Description: Rachel is 24, a lapsed Jew who has made calorie restriction her religion. By day, she maintains an illusion of existential control, by way of obsessive food rituals, while working as an underling at a Los Angeles talent management agency. At night, she pedals nowhere on the elliptical machine. Rachel is content to carry on subsisting—until her therapist encourages her to take a 90-day communication detox from her mother, who raised her in the tradition of calorie counting. Early in the detox, Rachel meets Miriam, a zaftig young Orthodox Jewish woman who works at her favorite frozen yogurt shop and is intent on feeding her. Rachel is suddenly and powerfully entranced by Miriam—by her sundaes and her body, her faith, and her family—and as the two grow closer, Rachel embarks on a journey marked by mirrors, mysticism, mothers, milk, and honey.

The Three of Us by Ore Agbaje-Williams

Why you should try it: This "potent comedy of manners" (Kirkus Reviews) is set over the course of a day and can be read in a day.

Description: What if your two favorite people hated each other with a passion? The wife has it all. A big house in a nice neighborhood, a ride-or-die snarky best friend, Temi, with whom to laugh about facile men, and a devoted husband who loves her above all else—even his distaste for Temi. On a seemingly normal day, Temi comes over to spend a lazy afternoon with the wife: drinking wine, eating snacks, and laughing caustically about the husband's shortcomings. But when the husband comes home and a series of confessions are made, the wife's two confidantes are suddenly forced to jockey for their positions, throwing everyone's integrity into question—and their long-drawn-out territorial dance, carefully constructed over years, into utter chaos.

Wayward by Dana Spiotta

Why you should try it: Another fleeing woman and another midlife reckoning told in a nuanced, funny, and ingenious way.

Description: On the heels of the election of 2016, Samantha Raymond's life begins to come apart: her mother is ill, her teenage daughter is increasingly remote, and at 52, she finds herself staring into "the Mids"—that hour of supreme wakefulness between three and four in the morning in which women of a certain age suddenly find themselves contemplating motherhood, mortality, and, in this case, the state of our unraveling nation. When she falls in love with a beautiful, decrepit house in a hardscrabble neighborhood in Syracuse, she buys it on a whim and flees her suburban life—and her family—as she grapples with how to be a wife, a mother, and a daughter, in a country that is coming apart at the seams.

I'm Mostly Here to Enjoy Myself by Glynnis MacNicol

Why you should try it: Even though this is a memoir, reading about MacNicol's midlife embrace of living on her own terms in Paris feels like a perfect companion to July's novel.

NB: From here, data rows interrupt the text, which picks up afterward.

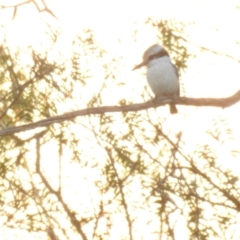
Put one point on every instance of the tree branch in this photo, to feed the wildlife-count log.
(200, 102)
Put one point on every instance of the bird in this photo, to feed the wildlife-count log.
(162, 75)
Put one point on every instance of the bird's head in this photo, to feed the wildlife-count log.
(153, 52)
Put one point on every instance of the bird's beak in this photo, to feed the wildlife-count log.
(139, 66)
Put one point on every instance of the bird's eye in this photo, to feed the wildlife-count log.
(151, 57)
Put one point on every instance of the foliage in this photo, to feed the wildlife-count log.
(112, 176)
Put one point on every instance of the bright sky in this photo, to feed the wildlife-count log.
(215, 26)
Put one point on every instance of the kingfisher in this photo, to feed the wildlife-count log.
(162, 75)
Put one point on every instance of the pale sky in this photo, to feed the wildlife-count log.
(214, 26)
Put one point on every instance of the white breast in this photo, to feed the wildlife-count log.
(162, 77)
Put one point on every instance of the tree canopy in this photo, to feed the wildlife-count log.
(81, 160)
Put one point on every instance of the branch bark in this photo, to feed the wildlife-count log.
(199, 102)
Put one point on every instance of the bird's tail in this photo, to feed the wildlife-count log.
(173, 109)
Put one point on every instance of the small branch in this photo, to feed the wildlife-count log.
(199, 102)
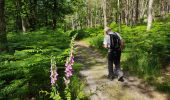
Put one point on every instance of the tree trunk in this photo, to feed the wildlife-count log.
(18, 23)
(119, 15)
(104, 13)
(33, 14)
(150, 17)
(54, 14)
(137, 11)
(3, 37)
(24, 24)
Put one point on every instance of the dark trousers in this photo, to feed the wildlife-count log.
(113, 57)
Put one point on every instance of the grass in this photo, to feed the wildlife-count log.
(25, 70)
(146, 52)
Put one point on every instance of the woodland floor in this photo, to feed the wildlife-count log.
(98, 87)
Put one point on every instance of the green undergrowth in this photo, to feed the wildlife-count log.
(25, 70)
(146, 53)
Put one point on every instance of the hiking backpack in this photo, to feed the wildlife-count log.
(115, 42)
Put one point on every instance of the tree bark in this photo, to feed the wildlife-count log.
(33, 14)
(104, 13)
(150, 17)
(137, 11)
(54, 15)
(3, 37)
(18, 23)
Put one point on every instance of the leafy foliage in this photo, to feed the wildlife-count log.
(28, 66)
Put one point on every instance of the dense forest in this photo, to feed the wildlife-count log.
(37, 34)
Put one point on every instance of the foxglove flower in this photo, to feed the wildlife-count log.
(53, 71)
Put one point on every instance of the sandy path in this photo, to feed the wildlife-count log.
(100, 88)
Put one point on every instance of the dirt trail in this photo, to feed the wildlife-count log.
(100, 88)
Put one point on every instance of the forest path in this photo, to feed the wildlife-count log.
(98, 87)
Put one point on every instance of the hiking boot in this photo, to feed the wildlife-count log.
(110, 77)
(121, 79)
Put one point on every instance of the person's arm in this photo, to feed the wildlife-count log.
(106, 42)
(122, 44)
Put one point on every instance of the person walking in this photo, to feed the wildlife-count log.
(114, 43)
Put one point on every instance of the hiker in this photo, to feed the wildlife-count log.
(114, 43)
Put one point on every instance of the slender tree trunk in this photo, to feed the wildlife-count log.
(33, 14)
(18, 23)
(3, 37)
(104, 13)
(24, 25)
(150, 17)
(54, 14)
(119, 15)
(137, 11)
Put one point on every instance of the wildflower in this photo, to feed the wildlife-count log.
(53, 71)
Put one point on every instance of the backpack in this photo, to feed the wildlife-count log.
(115, 42)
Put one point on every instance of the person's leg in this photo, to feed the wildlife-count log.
(110, 64)
(117, 70)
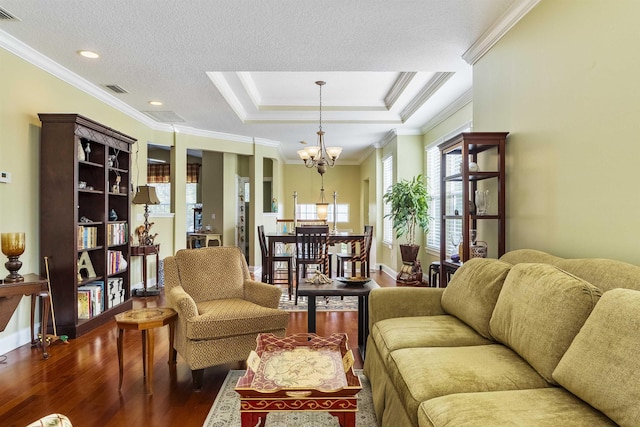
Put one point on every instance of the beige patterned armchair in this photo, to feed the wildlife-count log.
(220, 309)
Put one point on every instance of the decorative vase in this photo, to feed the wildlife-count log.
(13, 247)
(482, 201)
(409, 253)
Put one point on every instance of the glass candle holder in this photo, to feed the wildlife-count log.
(13, 247)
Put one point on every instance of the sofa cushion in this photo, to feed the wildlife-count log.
(602, 365)
(232, 317)
(539, 311)
(419, 374)
(200, 268)
(546, 407)
(423, 331)
(473, 291)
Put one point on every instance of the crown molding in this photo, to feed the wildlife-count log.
(448, 111)
(266, 142)
(387, 138)
(399, 86)
(27, 53)
(426, 92)
(227, 92)
(490, 37)
(213, 134)
(43, 62)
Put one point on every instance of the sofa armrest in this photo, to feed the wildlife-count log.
(182, 302)
(387, 303)
(262, 294)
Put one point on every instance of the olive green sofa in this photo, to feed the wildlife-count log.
(528, 340)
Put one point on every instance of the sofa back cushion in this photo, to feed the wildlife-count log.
(539, 311)
(212, 273)
(473, 291)
(602, 365)
(603, 273)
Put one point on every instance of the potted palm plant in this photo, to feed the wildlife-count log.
(409, 201)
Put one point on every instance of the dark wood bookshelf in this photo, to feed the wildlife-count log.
(64, 206)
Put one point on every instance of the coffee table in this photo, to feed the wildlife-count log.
(338, 288)
(302, 372)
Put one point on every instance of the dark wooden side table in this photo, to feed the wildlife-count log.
(10, 296)
(337, 288)
(144, 251)
(145, 320)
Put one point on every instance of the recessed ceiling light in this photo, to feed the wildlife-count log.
(88, 54)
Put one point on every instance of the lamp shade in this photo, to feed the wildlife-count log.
(146, 195)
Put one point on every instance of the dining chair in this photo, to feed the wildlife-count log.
(270, 263)
(312, 248)
(362, 256)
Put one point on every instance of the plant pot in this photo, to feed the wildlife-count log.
(409, 253)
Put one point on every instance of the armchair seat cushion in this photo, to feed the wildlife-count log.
(231, 317)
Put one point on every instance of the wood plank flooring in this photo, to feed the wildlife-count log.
(80, 379)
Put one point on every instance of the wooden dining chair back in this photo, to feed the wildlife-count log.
(312, 248)
(362, 256)
(272, 262)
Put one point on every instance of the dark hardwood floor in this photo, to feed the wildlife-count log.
(80, 378)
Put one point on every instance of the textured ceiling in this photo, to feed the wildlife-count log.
(248, 68)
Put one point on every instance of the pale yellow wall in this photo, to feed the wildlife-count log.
(25, 91)
(564, 82)
(343, 179)
(408, 161)
(371, 173)
(212, 194)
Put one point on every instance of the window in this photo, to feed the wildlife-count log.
(387, 181)
(454, 194)
(308, 211)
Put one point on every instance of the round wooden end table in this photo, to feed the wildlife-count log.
(146, 320)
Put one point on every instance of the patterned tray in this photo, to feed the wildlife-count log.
(298, 363)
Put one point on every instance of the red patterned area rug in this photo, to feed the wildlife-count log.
(225, 411)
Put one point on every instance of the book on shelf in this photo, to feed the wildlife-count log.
(117, 234)
(87, 237)
(116, 262)
(84, 304)
(95, 297)
(115, 291)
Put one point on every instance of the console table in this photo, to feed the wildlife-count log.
(10, 296)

Description: After New York City emptied out in March 2020, Glynnis MacNicol, aged 46, unmarried with no children, spent 16 months alone in her tiny Manhattan apartment. The isolation was punishing. A year without touch. Women are warned of invisibility as they age, but this was an extreme loneliness no one can prepare you for. When the opportunity to sublet a friend's apartment in Paris arose, MacNicol jumped on it. Leaving felt less like a risk than a necessity. What follows is a decadent, joyful, unexpected journey into one woman's pursuit of radical enjoyment.

Librarian Kathy

About Kathy

Kathy is a Collection Management Librarian who loves reading, sharing, and talking about books. Her missions in life are to: create communities of readers, convince folks that her official title should be "Book Pusher," and refute that "disco" is a dirty word.